Asuka: “Ho seguito un corso di lingue e sport. Studiavo l’inglese e giocavo… a pallavolo, ovviamente. Le mie amiche inglesi mi hanno insegnato moltissimo, soprattutto l’umiltà. Quando sono arrivata fra loro ero un po’ gasata, sai, essendo la più brava alle medie. Ma ho scoperto presto quante cose si possono imparare!”

Umiltà! Questa parola gli aveva trapassato la mente. Non aveva mai pensto ad una cosa del genere. A che pro essere umili, di fronte a gente che comunque non è migliore di te? [Nota: Asuka parla, Rukawa pensa...]

Asuka: “Mmh, ma che tipo pensieroso! Ora capisco perché mi sei venuto adosso ieri! Ma non preoccuparti, ti ho perdonato, sai? Sei stato molto carino a venire vedermi giocare.”

Bum, di nuovo! Si era accorta di lui? Eppure sembrava totalmente concentrata sulla partita. Com’era possibile? Forse nelle pause fra i vari tempi? Inoltre gli aveva anche detto che era stato carino…! Voleva risponderle, dirle una qualsiasi cosa, per trarsi da quell’improvviso imbarazzo.
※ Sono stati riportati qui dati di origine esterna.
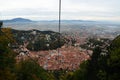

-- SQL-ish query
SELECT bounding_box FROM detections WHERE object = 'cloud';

[0,0,120,22]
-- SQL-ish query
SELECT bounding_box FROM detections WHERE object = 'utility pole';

[57,0,62,70]
[58,0,61,52]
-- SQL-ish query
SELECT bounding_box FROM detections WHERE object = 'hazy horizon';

[0,0,120,22]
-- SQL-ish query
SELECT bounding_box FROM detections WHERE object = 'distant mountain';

[3,18,118,24]
[61,20,95,22]
[3,18,33,23]
[38,20,96,23]
[3,18,97,23]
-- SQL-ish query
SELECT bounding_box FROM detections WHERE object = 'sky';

[0,0,120,22]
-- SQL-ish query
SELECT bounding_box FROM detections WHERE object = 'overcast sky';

[0,0,120,22]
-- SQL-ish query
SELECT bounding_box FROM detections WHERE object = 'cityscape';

[2,18,119,71]
[0,0,120,80]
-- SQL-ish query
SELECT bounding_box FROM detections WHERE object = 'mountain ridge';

[2,18,119,24]
[2,18,96,23]
[3,18,33,23]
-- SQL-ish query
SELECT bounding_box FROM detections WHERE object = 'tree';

[16,60,54,80]
[73,61,88,80]
[107,35,120,80]
[0,28,16,80]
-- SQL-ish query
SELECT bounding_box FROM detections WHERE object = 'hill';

[3,18,33,23]
[2,17,120,25]
[11,29,65,51]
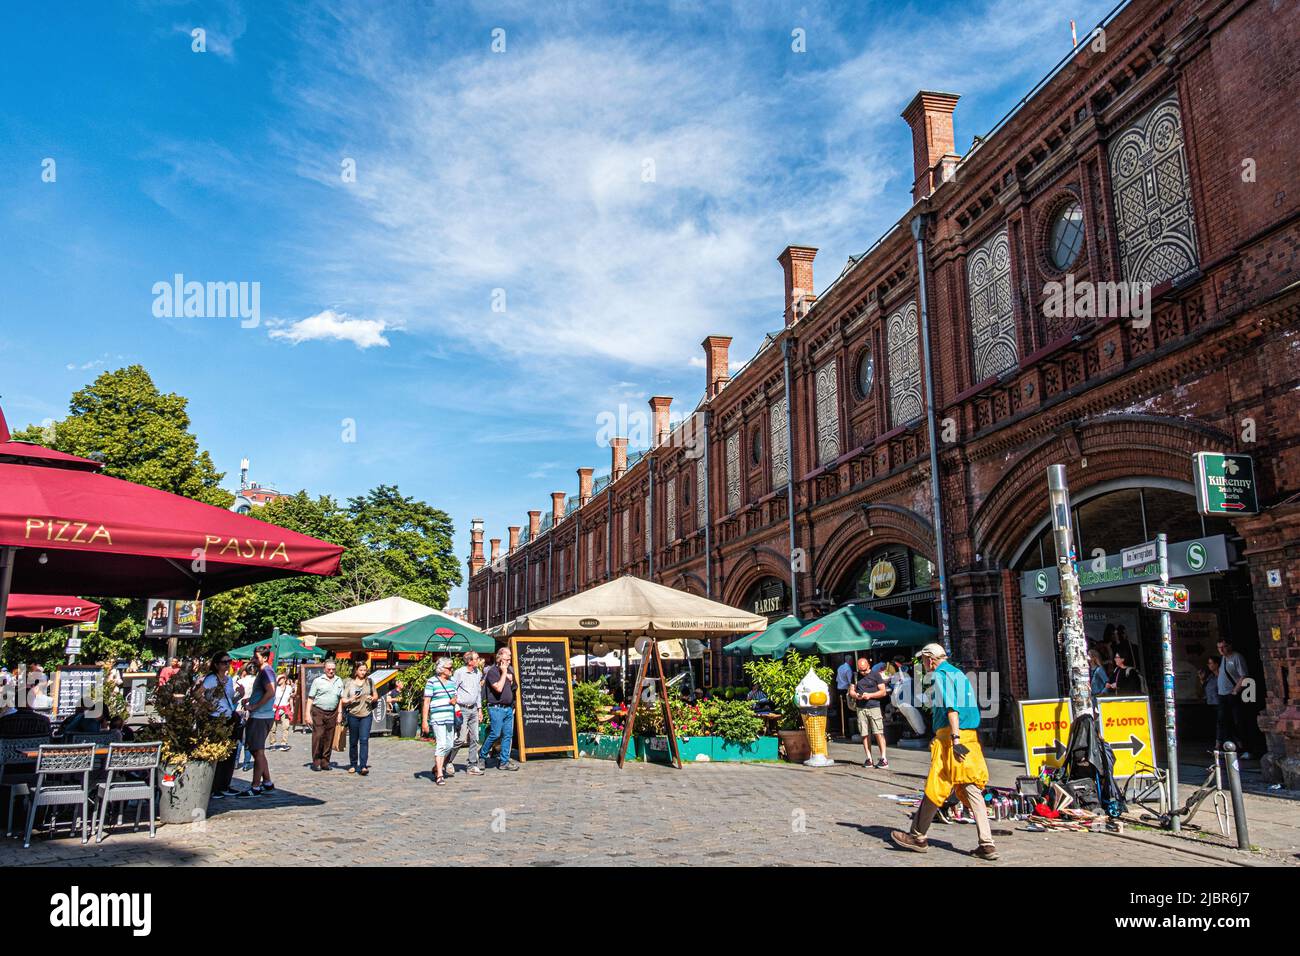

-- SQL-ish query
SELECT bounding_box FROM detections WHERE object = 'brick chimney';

[702,335,732,399]
[551,491,566,525]
[507,525,520,553]
[528,510,541,538]
[902,90,960,204]
[778,246,817,326]
[577,467,594,507]
[489,538,501,563]
[649,396,672,447]
[469,517,485,576]
[611,437,628,481]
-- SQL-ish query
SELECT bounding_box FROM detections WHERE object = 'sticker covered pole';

[1046,465,1092,720]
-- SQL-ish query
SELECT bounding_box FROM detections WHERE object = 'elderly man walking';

[446,651,485,777]
[890,643,997,861]
[307,659,344,771]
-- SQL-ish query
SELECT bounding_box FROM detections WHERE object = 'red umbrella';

[4,593,101,630]
[0,407,102,472]
[0,404,344,636]
[0,462,343,597]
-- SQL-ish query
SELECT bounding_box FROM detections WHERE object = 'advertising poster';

[144,598,172,637]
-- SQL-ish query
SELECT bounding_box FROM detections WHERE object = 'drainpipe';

[702,411,713,598]
[911,212,952,654]
[781,337,800,618]
[647,461,655,579]
[606,486,613,580]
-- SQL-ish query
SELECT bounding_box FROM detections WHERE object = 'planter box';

[640,735,779,763]
[577,732,633,761]
[160,759,216,825]
[711,736,779,762]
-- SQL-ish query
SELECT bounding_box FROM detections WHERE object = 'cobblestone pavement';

[0,737,1264,867]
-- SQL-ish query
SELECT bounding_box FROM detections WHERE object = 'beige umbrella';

Rukawa: “Ti ho vista allenarti dopo che mi hai colpito… Ero curioso di vedere come giocavi in partita. Non mi piace molto la pallavolo…”

Asuka: “E a me non piace molto il basket, ma mi sento costretta a ricambiare il tuo favore. Ti prometto che verrò vederti giocare!”

Sorridendo allegramente aveva preso la sua mano e aveva incrociato il proprio mignolo al suo.

Asuka: “Ogni volta che verrai a vedermi, io ricambierò, venendo a vedere te! Promessa! Ma non pretendo la stessa cosa da parte tua, tranquillo. Ci penserò da sola. Ora devo scappare sul serio! A presto, ciao!!”

Era corsa via all’improvviso. Rukawa si guardò la mano, sbigottito da quell’improvviso contatto. Gli sembrava di poter ancora sentire quel migniolo stringergli il suo, e quegli allegri, forti e verdi occhi fissarlo. Si sorprese a sorridere, lusingato da quei complimenti. Rapidamente si riscosse: dov’era finito il Rukawa che conosceva? Due occhi verdi scuri l’avevano spazzato via per qualche attimo. Ma eccolo di nuovo tornare, impassibile come prima!

Rukawa: “Femmine! Chi le capisce è bravo!”

Andò a prendere le sue cose e si incamminò, avendo deciso di rientrare a casa.